- Developer: DreamWorks Interactive
- Publisher: Electronic Arts
- Producer: Seamus Blackley
- Designer: Austin Grossman
- Programmers: Andrew Grant Mark Langerak
- Artists: Terry Izumi Kyle McKisic Philip Salas
- Composer: Bill Brown
- Series: Jurassic Park
- Platform: Windows
- Release: NA: October 27, 1998;
- Genres: Action-adventure, first-person shooter
- Mode: Single-player

= Trespasser (video game) =

1998 action-adventure video game

Trespasser is a 1998 action-adventure video game developed by DreamWorks Interactive and published by Electronic Arts for Microsoft Windows. The game serves as a sequel to the 1997 film The Lost World: Jurassic Park, taking place a year after the film's events. Players control Anne, the sole survivor of a plane crash that leaves her stranded on a remote island with genetically engineered dinosaurs. It features the voices of Minnie Driver as Anne and Richard Attenborough as John Hammond, reprising his role from the film series.

The game engine of Trespasser was advanced for its time and required a fast and powerful computer to adequately display the game's detailed graphics without pixelation artifacts. Upon release, the game received mixed to negative reviews and disappointed many critics, with GameSpot declaring it "the worst game of 1998". The mixed reception is believed to have been caused by rushing the development to reach the 1998 release date and the game's overly ambitious and advanced nature.

==Plot==
John Hammond, a rich industrialist, used his wealth to assemble a scientific team that cloned dinosaurs. An amusement park showcasing his biological attractions fails when the dinosaurs escape. While Jurassic Park was built on Isla Nublar, off the coast of Costa Rica, the animals were raised at an alternate location, Isla Sorna, also named Site B. Trespasser takes place a year after the events of The Lost World: Jurassic Park, where the general public learned about the existence of Jurassic Park.

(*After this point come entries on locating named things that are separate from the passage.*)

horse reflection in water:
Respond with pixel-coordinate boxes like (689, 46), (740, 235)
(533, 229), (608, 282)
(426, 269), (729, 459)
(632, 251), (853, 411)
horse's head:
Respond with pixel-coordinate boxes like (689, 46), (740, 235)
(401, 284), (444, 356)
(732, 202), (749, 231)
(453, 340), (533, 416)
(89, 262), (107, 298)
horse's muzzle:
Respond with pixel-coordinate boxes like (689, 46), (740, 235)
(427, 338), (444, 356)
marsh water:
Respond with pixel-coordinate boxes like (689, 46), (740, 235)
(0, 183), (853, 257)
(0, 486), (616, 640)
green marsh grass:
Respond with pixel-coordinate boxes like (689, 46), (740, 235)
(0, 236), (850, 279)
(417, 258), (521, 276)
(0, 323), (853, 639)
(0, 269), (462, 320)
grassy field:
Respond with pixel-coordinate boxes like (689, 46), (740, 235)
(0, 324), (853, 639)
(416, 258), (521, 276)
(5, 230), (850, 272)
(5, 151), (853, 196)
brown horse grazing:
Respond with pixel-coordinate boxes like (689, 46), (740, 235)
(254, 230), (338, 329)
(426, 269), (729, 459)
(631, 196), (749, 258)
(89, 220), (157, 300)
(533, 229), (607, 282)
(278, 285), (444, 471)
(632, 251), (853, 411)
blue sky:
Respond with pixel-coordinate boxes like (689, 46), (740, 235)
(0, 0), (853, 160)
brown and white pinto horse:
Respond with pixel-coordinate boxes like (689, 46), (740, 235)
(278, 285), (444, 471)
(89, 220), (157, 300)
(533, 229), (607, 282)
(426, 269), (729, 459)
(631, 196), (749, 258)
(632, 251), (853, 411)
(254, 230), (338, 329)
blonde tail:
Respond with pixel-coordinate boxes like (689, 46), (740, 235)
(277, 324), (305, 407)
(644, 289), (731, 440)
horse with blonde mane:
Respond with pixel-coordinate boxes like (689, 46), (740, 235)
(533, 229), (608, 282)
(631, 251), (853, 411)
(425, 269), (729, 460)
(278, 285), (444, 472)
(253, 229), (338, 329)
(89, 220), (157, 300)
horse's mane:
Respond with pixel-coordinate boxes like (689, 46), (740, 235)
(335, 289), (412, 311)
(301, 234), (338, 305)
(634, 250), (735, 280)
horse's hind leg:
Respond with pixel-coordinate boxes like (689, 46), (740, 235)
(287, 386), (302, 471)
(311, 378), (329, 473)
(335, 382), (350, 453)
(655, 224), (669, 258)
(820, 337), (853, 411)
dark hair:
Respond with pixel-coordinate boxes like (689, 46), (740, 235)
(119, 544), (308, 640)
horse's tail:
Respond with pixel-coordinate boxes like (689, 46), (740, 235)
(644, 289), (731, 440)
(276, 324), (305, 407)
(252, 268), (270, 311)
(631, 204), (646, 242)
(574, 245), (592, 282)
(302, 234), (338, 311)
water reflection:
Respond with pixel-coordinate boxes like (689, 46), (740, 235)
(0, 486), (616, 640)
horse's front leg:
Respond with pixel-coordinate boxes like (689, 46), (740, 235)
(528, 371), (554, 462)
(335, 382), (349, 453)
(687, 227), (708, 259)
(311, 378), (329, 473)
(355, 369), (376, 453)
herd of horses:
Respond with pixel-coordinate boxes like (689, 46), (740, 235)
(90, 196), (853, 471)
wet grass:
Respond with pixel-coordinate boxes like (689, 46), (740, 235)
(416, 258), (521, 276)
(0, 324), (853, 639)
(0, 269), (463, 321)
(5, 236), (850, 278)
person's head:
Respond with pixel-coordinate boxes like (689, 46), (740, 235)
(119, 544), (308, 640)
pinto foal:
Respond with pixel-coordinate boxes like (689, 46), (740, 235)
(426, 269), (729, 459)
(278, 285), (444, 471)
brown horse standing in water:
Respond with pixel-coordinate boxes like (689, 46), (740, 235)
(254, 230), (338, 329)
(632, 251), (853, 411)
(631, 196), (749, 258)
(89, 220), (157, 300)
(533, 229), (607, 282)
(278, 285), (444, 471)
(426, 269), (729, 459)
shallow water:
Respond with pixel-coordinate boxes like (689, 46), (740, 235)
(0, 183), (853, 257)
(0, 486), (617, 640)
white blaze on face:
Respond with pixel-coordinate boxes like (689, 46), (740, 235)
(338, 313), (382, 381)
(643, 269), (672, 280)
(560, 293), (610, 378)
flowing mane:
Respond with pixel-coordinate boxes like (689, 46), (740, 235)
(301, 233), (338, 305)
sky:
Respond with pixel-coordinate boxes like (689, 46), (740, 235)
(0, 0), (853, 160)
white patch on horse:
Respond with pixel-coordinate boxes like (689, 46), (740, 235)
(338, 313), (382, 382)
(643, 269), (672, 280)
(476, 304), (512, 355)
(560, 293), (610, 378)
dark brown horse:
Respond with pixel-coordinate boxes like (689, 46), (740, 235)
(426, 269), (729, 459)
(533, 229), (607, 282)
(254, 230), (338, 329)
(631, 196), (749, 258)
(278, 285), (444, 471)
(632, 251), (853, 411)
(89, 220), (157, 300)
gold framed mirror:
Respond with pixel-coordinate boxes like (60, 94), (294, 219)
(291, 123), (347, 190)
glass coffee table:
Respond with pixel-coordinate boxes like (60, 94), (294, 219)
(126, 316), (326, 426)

The player controls Anne, whose plane has crashed on the way to Costa Rica. Anne awakens on the shores of an island, apparently the sole survivor of the crash, and proceeds to explore. Anne learns she is on Site B. Pursued by dinosaurs, Anne makes use of weapons left behind to defend herself. She follows a monorail track into the island interior. After recovering security cards from an InGen town and rebooting a computer to activate a mountain-top radio tower, Anne proceeds to the large mountain and ascends. At the summit, Anne contacts the United States Navy on an emergency channel. After defeating the Alpha Velociraptor and its tribe that lives atop the mountain, she is rescued by helicopter. Anne returns to her apartment and listens to her messages, including one from her friend asking where Anne has been and saying she had better have "a real good excuse"; Anne reacts by tossing a velociraptor claw onto the table.

==Gameplay==
The entire game is played through the eyes of Anne (voiced by Driver). There are only three cutscenes: one that begins the game and one that concludes the game, and an introductory video. There is occasional orchestral music, scored by Bill Brown. As she traverses the island, Anne will often talk to herself or remember clips of John Hammond's memoirs (voiced by Richard Attenborough) describing the creation (and downfall) of Jurassic Park. There are no time limits or difficulty settings to adjust and only the first level has text prompts to aid players that are new to the game.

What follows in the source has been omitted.